Outer Level has been a legal corporation since 2000, but until now I have put off creating a logo. Since most of my business has historically come through consulting agencies and personal contacts, I neglected the company image. I have been operating as a hired gun. Usually, with one or two major clients and a handful of smaller clients that would send me a trickle of part-time programming work.
Now that I’m working towards a product-driven business, it’s time to establish a more unified company identity.
Over the past five years I have tried to come up with logo ideas, but had struggled with a couple of things: what kind of logo would appeal to big business and what kind of image to portray. Who was my market? The Big Company CTO needing IT type contract work or the family owned small business needing consulting work for their e-commerce web site?
It wasn’t until I decided to sell my own products that ideas began to solidify. I knew that I wanted to develop software for my favorite platform. I also wanted an identity that would work for both business applications and games.
Thankfully, this is where Mike comes in. Something I didn’t think about prior to hiring Mike, but would recommend to anyone looking for a graphic designer, is that you look for someone who can “consult” with you on your image. Instead of just asking what I wanted my logo to look like, Mike sent a short list of questions to solidify his feel for my tastes, personality, and desired company image.
Answering his questions wasn’t as easy as it sounds. The steepest challenge was to produce a list of keywords to describe the image I wanted to project.
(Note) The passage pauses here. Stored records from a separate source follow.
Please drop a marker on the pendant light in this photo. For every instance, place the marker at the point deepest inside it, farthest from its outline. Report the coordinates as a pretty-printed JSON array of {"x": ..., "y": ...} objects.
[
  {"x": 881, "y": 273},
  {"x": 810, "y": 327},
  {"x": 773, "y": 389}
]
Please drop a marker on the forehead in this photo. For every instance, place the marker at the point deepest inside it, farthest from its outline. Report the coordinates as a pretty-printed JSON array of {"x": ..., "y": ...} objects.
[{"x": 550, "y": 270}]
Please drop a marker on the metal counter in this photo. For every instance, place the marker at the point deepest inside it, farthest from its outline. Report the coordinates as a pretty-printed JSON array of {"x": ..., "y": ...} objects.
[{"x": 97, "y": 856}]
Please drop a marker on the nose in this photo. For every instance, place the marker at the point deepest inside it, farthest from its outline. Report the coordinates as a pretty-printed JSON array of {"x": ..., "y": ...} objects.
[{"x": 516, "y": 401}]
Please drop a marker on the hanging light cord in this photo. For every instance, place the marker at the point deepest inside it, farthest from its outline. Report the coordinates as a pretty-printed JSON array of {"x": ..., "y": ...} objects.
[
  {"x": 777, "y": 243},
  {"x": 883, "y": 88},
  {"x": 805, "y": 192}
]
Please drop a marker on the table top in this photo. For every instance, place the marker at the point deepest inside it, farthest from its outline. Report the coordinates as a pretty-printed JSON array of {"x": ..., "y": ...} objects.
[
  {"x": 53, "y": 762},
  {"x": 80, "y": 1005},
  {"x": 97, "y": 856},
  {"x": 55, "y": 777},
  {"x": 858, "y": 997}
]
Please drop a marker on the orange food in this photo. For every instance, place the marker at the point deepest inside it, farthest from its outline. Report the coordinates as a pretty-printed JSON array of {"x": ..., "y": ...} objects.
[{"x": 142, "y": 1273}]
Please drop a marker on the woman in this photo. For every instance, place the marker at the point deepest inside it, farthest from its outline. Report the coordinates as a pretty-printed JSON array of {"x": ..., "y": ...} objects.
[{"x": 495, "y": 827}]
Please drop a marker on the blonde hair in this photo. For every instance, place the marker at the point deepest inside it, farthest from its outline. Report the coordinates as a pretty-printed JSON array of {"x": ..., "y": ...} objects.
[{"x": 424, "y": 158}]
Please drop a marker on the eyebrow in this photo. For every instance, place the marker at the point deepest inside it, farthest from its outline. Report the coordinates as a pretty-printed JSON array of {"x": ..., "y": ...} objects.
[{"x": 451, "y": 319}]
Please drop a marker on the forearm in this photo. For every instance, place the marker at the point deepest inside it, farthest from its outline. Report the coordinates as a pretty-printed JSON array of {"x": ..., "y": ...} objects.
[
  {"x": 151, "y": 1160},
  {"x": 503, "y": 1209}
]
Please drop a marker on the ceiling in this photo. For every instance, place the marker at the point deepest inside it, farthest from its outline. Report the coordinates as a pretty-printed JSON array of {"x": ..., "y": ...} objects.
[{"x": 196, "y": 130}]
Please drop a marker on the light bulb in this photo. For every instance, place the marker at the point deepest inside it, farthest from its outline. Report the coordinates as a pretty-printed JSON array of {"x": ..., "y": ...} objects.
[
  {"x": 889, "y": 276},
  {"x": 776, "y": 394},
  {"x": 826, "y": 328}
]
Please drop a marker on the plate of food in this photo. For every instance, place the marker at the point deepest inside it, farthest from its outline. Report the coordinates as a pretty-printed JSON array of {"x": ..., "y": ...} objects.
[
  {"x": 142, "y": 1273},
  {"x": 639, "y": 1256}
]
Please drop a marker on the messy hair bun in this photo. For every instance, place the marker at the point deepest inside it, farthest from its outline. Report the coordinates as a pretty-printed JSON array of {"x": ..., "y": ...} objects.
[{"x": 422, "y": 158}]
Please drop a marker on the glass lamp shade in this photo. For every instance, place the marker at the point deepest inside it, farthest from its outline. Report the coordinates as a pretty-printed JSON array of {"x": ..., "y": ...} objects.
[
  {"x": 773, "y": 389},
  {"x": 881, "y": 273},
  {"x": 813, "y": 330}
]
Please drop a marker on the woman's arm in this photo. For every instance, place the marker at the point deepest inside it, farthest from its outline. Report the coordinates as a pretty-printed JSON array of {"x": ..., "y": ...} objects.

I had a vague idea in my mind but struggled to communicate it to others. Here is what I sent Mike:
- Outer = Think outside the Box
- Level = Highest Level of Excellence
A little over a week later, Mike sent me two full pages of pencil sketches incorporating my descriptors and his own feelings from the Outer Level name. Some of his ideas reflected ones I have had in mind for years — probably the more obvious and common images that Outer Level brings to mind. These are precisely the ones I didn’t want. I was looking to avoid the common and the obvious. Also in the sketches were some ideas that immediately captured my imagination.
After much thought, but mostly gut feel I selected my favorites. At this point I was concentrating on feel and concept. There were many bits in these sketches that I really liked. So I sent back my comments along with my own sketches because I tend to think better in pictures than in words.
This lead us through several versions and revisions of ideas and concepts that lead us to this final list of black and white logos.
Item “C” immediately jumped out. It embodied everything I had listed in my keywords and much of what I had in my head but could not communicate.
To this point, the process had been quite fun, though challenging. I had no idea what was in store now that it was time for color. I envisioned blue, red, and even green as potential main colors and wasn’t surprised that I wasn’t alone in this train of thought.
Unfortunately, once I saw these colors applied to the logo design they didn’t project the feel I was looking for. But, I really liked the warm red-orange sunrise-like background Mike had incorporated. So I searched out some photos of planets, nebulas, etc. and sent them to Mike as a sample of colors that appeared in space. Maybe, these would help change the feel of the logo.
As it turns out, these “space colors” lead us in the right direction. Out of the revised color palette and several more revisions, we decided on the final version:
The process was great fun and an extremely positive experience. Mike’s service was of the highest professional quality and I couldn’t be any happier with the results. If you’re in need of a logo or any design work, don’t hesitate to contact Mike Rohde.
Update [January 17, 2006]: Mike has posted his side of the story.
Update [January 27, 2006]: It seems there was a glitch somewhere in my posting process that killed my image tags. I’m not sure when it happened, but the images are now back. Sorry for the oversight.